It has been months since my last post. During this time the price of SD cards and SSDs has decreased drastically.
SD cards:
Samsung 256GB Evo is down from $150 in January to $110 in July, $60 in November and $45 on Black Friday
https://camelcamelcamel.com/product/B072HRDM55
SanDisk Ultra 400GB A1 is down from $250 in January to $170 in July, $115 in November and $80 on Black Friday
https://camelcamelcamel.com/product/B074RNRM2B
SSDs:
Samsung 860 EVO 500GB 2.5 Inch SATA III Internal SSD is down from $170 in January to $120 in July, $85 in November and $73 on Black Friday
https://camelcamelcamel.com/product/B0781Z7Y3S
Samsung 860 EVO 1TB 2.5 Inch SATA III Internal SSD is down from $330 in January to $220 in July, $145 in November and $127 on Black Friday
https://camelcamelcamel.com/product/B078DPCY3T
NVMe SSDs (Crucial MX500 in particular) seem to cost around $20 more than the mentioned SATA SSDs.
500GB SATA SSD costs about the same as 400GB SD card.
1TB SATA SSD now costs as much as 400GB SD card did when SG first added it as an option for SG9663DC.
All of this means that, assuming there exists a camera board with SATA III port, the two 4k camera high-quality encoding setup is no longer limited by the SD card's write speed, we can just switch to using SSD which costs about the same.
There is an upper bound to how much data you can write to SSDs before it fails. You can google "ssd endurance test" to see some findings. In practice, SSDs tend to outlive the promised TBW ratings of manufacturers, sometimes even doubling them.
Samsung 860 EVO 500GB has 300 TBW and 1TB version has 600 TBW
https://www.samsung.com/semiconductor/minisite/ssd/product/consumer/860evo/
Using
this calculator, 5 Megapixel, H.264, high quality, 2-camera, 30 FPS, 24-hour 1-day recording uses 414.7GB of storage, meaning 300 TBW would last for almost 2 years of non-stop 24-hour recording, 600 TBW would last for almost 4 years of that.
If we instead use the estimation of 50MBit/s for H.265 kamkar1 gave in an earlier post, 2-camera setup would use 1055GB of storage, meaning 300 TBW would last for almost 1 year of non-stop 24-hour recording, 600 TBW would last for almost 2 years of that.

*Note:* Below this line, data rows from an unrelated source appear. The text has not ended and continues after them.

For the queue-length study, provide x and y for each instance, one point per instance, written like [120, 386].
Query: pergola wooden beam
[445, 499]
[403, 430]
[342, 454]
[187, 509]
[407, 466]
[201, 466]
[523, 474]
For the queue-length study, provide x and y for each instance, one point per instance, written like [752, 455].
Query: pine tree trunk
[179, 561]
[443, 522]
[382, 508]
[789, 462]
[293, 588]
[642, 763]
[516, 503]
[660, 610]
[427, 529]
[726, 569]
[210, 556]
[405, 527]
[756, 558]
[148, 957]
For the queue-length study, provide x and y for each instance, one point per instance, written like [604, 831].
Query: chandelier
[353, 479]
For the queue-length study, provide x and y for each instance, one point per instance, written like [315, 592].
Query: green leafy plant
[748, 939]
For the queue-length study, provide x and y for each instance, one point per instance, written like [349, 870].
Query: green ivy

That's a bit low, but still okay-ish.
So far it sounds like using SSD is feasible in theory. The only other concern might be the power draw in comparison to the SD card, but I'm not going to go into it, too tired to continue writing this post
Anyway, looking forward to seeing dual 4k camera dashcams powered by SSDs in the near future (1-3 years?).